Crawford also said consumers would have more access to media content and that this evolution would be ongoing.
“It’s the inevitable, immutable march of technology,” Crawford said. “… You’re going to have bandwidth that’s multiples faster than it is today, storage is going to cost nothing, and these issues are going to get resolved and people are going to have access to every movie ever made, whenever they want it, either on a pay-per-view or subscription basis and you’ll be able to get it on your television, on your Apple tablet, on your iPhone and it’s going to be a great world. And the industry will adjust to it, but that’s where we’re going.”
Taplin used the term “interregnum” – “the old is dying and the new can’t quite be born” -- to refer to the period of discontinuity ahead, and Crawford pointed to two crucial elements that, if implemented, might cause further instability and speculation.
“A couple of the wild cards are if Congress or the FCC impose a la carte pricing on cable networks then 250 of your 400 channels will disappear overnight because they just don’t have the support to survive,” Crawford said. “And the other thing, which would be terrible, is if piracy goes unchecked.”
Crawford said he is hopeful the prevalence of privacy will change.
“As countries move up the developmental cycle, things like rule of law begin to come in,” Crawford said. “They’re beginning to develop their own film industry, and the Chinese actors and actresses and screenwriters don’t want to get it stolen. I think over the next 20 years China will crack down on the guy on the corner and a legitimate market will develop.”
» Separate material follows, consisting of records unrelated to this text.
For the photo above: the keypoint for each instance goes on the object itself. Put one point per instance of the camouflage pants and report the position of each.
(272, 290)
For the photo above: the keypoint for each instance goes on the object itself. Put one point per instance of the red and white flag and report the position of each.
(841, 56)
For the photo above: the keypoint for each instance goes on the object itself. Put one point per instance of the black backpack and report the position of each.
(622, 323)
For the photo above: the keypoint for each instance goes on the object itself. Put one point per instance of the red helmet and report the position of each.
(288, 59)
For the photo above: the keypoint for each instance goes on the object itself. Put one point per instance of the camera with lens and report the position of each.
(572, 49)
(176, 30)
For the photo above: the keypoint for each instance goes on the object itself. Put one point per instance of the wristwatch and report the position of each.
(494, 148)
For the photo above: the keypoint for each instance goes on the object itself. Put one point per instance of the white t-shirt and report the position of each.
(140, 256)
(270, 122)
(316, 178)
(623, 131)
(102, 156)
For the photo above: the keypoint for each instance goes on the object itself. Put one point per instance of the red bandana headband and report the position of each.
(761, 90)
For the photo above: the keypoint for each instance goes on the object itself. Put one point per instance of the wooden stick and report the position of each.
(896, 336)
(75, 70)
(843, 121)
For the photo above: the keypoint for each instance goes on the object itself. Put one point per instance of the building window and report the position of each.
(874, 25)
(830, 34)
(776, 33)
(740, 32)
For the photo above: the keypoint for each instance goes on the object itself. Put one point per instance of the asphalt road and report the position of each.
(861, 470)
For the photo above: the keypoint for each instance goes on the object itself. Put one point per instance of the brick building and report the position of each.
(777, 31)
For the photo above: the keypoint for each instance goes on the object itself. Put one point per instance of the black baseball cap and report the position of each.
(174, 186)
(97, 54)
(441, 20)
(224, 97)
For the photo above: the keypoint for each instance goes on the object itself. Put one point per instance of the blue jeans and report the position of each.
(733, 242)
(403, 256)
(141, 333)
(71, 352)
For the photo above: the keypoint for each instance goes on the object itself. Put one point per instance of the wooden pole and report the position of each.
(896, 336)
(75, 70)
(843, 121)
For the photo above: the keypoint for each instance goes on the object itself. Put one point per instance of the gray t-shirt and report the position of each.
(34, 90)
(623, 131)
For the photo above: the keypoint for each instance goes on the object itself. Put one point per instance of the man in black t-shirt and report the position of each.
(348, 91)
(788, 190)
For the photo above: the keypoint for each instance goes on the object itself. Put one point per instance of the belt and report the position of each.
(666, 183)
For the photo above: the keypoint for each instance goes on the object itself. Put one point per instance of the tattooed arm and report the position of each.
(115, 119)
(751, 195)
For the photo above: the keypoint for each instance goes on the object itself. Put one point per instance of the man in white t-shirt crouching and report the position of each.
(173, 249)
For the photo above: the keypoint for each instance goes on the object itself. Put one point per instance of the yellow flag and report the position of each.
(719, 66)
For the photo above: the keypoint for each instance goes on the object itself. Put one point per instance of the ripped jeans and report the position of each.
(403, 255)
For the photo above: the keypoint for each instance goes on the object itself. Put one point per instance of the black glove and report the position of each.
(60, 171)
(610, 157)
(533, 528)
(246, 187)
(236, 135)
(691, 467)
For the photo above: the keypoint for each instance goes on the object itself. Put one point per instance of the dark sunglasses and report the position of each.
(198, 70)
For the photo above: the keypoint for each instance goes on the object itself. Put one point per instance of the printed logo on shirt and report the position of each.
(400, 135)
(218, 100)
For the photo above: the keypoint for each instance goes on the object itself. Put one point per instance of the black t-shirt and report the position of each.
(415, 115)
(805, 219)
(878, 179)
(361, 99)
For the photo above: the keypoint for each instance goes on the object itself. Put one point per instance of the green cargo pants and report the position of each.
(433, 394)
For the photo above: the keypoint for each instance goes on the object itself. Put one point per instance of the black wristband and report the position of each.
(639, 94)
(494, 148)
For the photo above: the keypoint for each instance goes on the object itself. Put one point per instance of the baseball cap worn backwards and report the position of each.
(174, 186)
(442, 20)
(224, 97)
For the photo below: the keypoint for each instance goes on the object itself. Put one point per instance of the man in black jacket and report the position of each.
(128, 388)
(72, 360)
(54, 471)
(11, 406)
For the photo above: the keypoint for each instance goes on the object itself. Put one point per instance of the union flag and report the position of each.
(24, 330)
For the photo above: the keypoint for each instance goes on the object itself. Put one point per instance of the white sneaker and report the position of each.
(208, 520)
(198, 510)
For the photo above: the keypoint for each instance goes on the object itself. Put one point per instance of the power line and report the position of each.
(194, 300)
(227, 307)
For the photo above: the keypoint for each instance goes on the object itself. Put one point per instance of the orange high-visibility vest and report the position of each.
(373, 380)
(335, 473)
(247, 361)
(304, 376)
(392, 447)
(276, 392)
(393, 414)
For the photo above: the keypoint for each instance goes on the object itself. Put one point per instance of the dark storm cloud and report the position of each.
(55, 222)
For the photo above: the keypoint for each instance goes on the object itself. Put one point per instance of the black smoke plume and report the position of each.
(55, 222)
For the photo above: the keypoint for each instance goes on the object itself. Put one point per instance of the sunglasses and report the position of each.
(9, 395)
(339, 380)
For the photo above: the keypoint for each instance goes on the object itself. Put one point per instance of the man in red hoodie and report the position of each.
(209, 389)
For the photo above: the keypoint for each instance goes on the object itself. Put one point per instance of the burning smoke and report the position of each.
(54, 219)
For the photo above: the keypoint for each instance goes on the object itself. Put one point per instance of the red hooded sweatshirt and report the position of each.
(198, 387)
Taplin asked if the television world would look very different over the next decade, with niche networks, cable restrictions and pay walls facing off over revenue and audience priorities. Chernin agreed that it was “not going to happen overnight,” but that the matter should be studied closely.
“I think it is the single-biggest question facing the industry,” said Chernin, adding that huge companies such as News Corp., Time Warner, Disney and Viacom are essentially cable companies because that is where most of their profit comes.
“Are consumers going to go, ‘Wait a second. This $120 a month that I’m paying for 400 channels when I want to watch 10 or 15 of them?’” Chernin said. “Will that sustain?”